Malaria, a prevalent endemic disease worldwide, continues to be a significant public health concern, particularly in tropical regions like India. According to the World Health Organization (WHO), India contributes to 83% of malaria cases in Southeast Asia as of 2021. (1) Malaria is a potentially fatal vector-borne disease caused by the Plasmodium parasite and among the four species (P. falciparum, P. vivax, P. ovale , and P. malariae), two species, Plasmodium vivax, Plasmodium falciparum are commonly reported from India. The cruelty levels of this disease differ and can lead to serious complications, including kidney disease.
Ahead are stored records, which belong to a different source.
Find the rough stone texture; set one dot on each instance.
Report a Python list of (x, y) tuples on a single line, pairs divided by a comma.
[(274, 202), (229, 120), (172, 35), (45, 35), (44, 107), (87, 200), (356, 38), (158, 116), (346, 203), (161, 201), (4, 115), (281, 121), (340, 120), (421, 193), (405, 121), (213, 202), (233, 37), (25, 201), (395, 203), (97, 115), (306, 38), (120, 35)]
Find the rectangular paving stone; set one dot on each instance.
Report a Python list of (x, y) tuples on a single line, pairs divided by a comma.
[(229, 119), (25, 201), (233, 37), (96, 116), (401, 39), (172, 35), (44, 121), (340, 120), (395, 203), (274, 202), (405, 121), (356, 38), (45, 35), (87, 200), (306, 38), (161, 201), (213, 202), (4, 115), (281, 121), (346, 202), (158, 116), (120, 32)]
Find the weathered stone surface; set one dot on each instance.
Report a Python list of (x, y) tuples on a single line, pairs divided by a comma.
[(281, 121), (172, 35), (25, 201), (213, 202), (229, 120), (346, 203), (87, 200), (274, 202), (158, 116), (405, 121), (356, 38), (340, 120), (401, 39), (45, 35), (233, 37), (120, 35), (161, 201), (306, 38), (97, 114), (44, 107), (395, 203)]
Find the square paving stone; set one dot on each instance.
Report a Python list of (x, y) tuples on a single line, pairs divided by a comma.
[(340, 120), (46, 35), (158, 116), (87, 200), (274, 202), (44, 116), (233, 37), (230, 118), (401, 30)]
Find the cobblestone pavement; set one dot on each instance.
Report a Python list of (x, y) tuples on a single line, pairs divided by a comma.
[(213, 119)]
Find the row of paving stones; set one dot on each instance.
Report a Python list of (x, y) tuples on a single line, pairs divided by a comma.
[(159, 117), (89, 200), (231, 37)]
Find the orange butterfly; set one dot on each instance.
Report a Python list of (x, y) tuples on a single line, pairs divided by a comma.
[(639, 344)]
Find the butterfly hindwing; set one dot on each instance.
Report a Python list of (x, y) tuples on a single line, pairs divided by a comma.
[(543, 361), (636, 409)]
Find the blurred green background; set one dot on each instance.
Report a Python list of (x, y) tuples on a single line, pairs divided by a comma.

The infection begins with the introduction of infective sporozoites into the human body by Anopheles mosquitoes. Subsequently, the Plasmodium parasites invade red blood cells, causing their rupture and initiating a cascade of symptoms.
Kidney complications are frequently observed in infections by Plasmodium falciparum and Plasmodium malariae. There have also been documented cases of kidney involvement in Plasmodium vivax infections. Renal complications in P. vivax infections are linked to factors like age, hemodynamic disturbances, and respiratory failure.
The disease can affect glomeruli, tubules, and the interstitial region, leading to conditions like malarial nephropathy, electrolyte imbalances, and hemoglobinuric acute kidney injury.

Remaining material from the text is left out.